How the indigenous peoples court operated is that you wouldn't force the offender to be arraigned. Being arraigned means the charge is read out and they have to make an election of pleading guilty or not guilty. The presumption of anyone who entered into the indigenous peoples court was that there was a willingness and acceptance of responsibility. They had to ultimately plead guilty, but we would thoroughly examine the circumstances of the offence and the offender to determine the best sentencing outcome for that particular offender. In this case, he wasn't arraigned. We were all in a circle, because the whole concept of indigenous peoples court is to break down barriers.
We heard from witnesses in this committee that there is a lack of trust that indigenous peoples have with the criminal justice system. They have their great law. We have our Criminal Code. The two systems could not be more diametrically opposed to each other, but because they are, there is an inherent mistrust.
The two pioneers of the indigenous peoples court in the Brantford jurisdiction were Justice Colette Good, a former Crown attorney in Brantford, and another judge whose name escapes me right now. It'll come to me. They are also indigenous. The whole concept was born from an idea to deliver justice differently to our indigenous offenders.
The Brantford Indigenous People's Court, Mr. Chair, has been operating for over 10 years in the Brantford jurisdiction. We knew a decade ago, if not longer, that over-incarceration was an issue. The judiciary in Brantford took immediate steps to address that.
Part of the composition of the indigenous people's court is that the judges would not appear inside that courtroom with their gown. They would take the black gown off. They would take their red sash off. They would take their judicial tabs off and appear in business attire.
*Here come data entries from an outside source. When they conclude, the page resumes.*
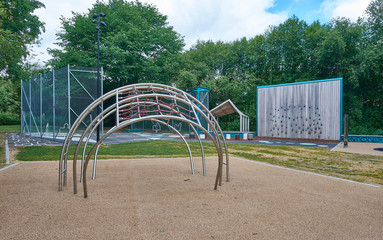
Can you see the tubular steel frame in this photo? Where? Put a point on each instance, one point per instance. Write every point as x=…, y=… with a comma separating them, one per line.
x=144, y=102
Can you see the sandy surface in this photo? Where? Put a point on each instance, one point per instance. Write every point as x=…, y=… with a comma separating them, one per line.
x=362, y=148
x=160, y=199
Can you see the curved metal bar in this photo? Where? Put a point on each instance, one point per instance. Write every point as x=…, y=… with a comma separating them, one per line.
x=110, y=110
x=110, y=132
x=95, y=163
x=133, y=98
x=127, y=123
x=201, y=146
x=183, y=139
x=179, y=95
x=101, y=118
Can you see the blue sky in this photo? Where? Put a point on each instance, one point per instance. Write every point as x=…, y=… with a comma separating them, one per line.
x=225, y=20
x=308, y=10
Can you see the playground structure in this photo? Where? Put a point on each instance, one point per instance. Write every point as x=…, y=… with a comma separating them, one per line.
x=309, y=110
x=143, y=102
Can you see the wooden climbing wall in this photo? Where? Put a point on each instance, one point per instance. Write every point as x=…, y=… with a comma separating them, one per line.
x=311, y=110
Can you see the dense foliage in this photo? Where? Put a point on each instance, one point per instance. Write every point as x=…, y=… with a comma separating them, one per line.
x=19, y=27
x=138, y=45
x=295, y=51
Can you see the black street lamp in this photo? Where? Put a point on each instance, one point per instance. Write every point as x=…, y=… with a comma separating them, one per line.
x=96, y=19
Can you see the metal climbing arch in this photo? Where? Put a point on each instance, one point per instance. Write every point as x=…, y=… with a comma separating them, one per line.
x=144, y=102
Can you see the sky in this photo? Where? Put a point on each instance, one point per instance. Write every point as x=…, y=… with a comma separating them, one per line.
x=225, y=20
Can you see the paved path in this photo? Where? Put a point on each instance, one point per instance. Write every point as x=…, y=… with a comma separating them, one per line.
x=161, y=199
x=16, y=139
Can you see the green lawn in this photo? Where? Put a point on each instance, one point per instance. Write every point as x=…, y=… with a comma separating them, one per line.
x=5, y=129
x=9, y=128
x=2, y=150
x=362, y=168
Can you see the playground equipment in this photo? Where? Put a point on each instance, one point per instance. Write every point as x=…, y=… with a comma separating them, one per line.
x=144, y=102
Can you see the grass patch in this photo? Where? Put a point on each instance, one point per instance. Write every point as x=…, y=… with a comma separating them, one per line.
x=144, y=149
x=357, y=167
x=9, y=128
x=2, y=150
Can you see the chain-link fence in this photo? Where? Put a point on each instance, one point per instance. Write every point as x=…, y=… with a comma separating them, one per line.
x=51, y=102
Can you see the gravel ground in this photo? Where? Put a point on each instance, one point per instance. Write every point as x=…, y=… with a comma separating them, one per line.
x=160, y=199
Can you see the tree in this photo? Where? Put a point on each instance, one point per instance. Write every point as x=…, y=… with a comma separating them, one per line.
x=137, y=45
x=19, y=27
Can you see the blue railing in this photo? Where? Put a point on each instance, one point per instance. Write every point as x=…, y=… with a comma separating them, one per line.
x=364, y=138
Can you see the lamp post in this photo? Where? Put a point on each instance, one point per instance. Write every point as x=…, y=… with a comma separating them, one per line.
x=96, y=19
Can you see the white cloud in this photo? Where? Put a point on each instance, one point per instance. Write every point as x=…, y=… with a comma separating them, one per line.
x=351, y=9
x=225, y=20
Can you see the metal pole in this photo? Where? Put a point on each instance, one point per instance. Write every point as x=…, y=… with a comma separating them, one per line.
x=98, y=74
x=54, y=104
x=345, y=141
x=69, y=125
x=21, y=106
x=102, y=93
x=41, y=105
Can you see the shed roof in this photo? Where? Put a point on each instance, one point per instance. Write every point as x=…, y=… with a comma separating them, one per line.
x=225, y=108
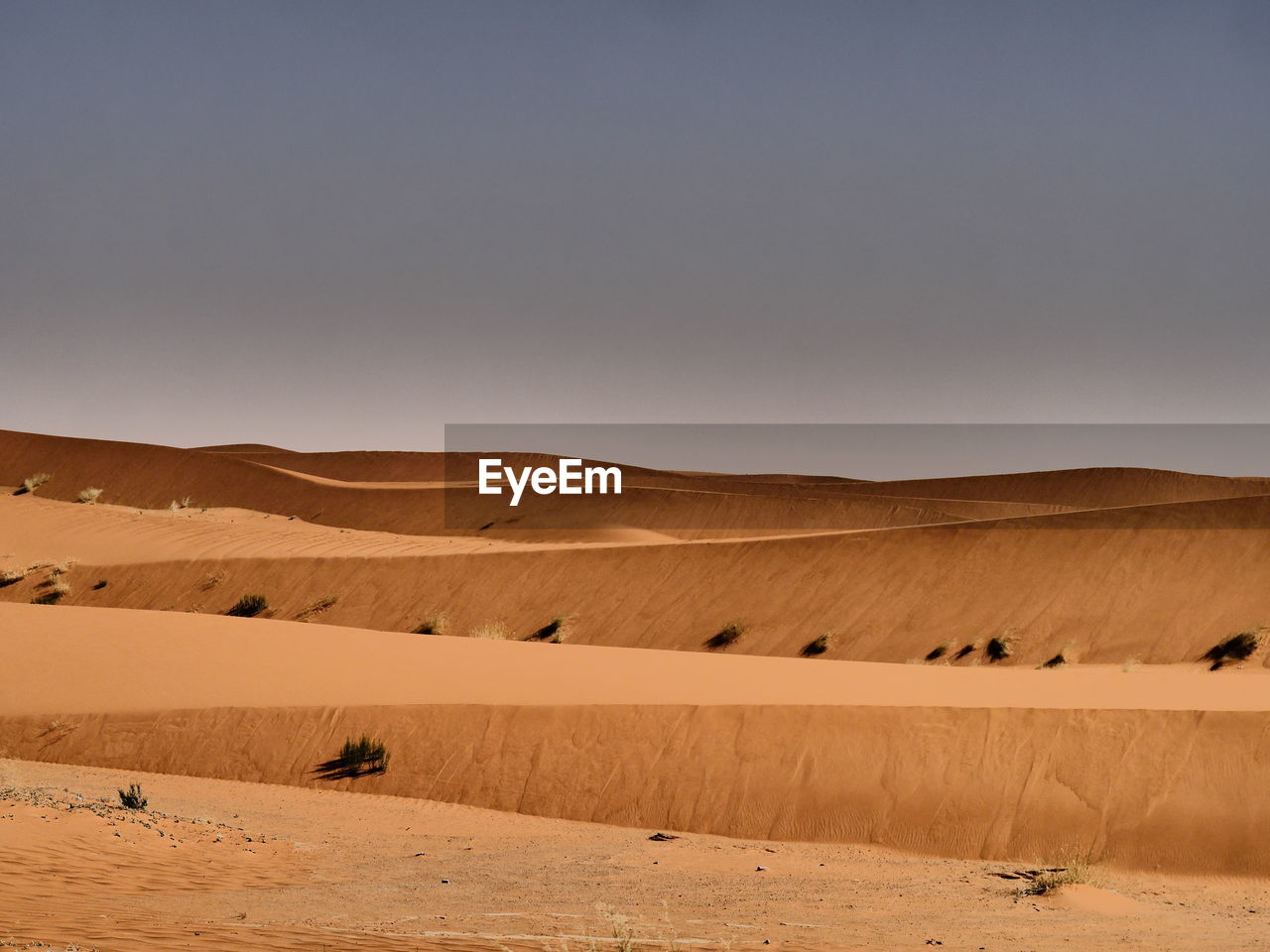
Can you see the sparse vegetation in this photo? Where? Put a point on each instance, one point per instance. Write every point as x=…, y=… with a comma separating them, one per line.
x=725, y=636
x=1043, y=881
x=998, y=648
x=435, y=624
x=318, y=607
x=1237, y=648
x=818, y=645
x=937, y=653
x=32, y=483
x=249, y=607
x=357, y=758
x=553, y=631
x=132, y=797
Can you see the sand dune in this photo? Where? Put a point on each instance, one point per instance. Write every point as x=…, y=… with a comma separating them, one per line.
x=373, y=880
x=1103, y=587
x=635, y=721
x=150, y=477
x=762, y=748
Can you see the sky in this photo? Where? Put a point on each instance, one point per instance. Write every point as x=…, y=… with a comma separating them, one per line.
x=343, y=225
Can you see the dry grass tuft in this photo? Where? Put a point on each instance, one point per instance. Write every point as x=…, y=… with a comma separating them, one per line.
x=998, y=648
x=818, y=645
x=1237, y=648
x=553, y=631
x=435, y=624
x=248, y=607
x=1044, y=881
x=725, y=636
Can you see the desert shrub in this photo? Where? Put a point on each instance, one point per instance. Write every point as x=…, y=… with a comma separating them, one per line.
x=357, y=758
x=435, y=624
x=249, y=606
x=32, y=483
x=725, y=636
x=553, y=631
x=818, y=645
x=318, y=607
x=54, y=593
x=1237, y=648
x=1042, y=881
x=937, y=653
x=998, y=648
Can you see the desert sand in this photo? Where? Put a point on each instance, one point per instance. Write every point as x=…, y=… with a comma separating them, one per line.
x=920, y=772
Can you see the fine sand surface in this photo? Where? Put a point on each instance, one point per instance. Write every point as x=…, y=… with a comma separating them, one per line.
x=899, y=735
x=236, y=867
x=971, y=763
We're all familiar with the composition of a criminal court. You walk in and see rows of seats. You'll see what we call the legal bar. The bar separates lawyers and staff from the public. We have the bar, an opening, chairs for defence and Crown counsel, tables, the court clerk and the court reporter. Then we have an upper area known as the judicial dais. That's where our judges sit.
Gary knows that, because he's lawyer.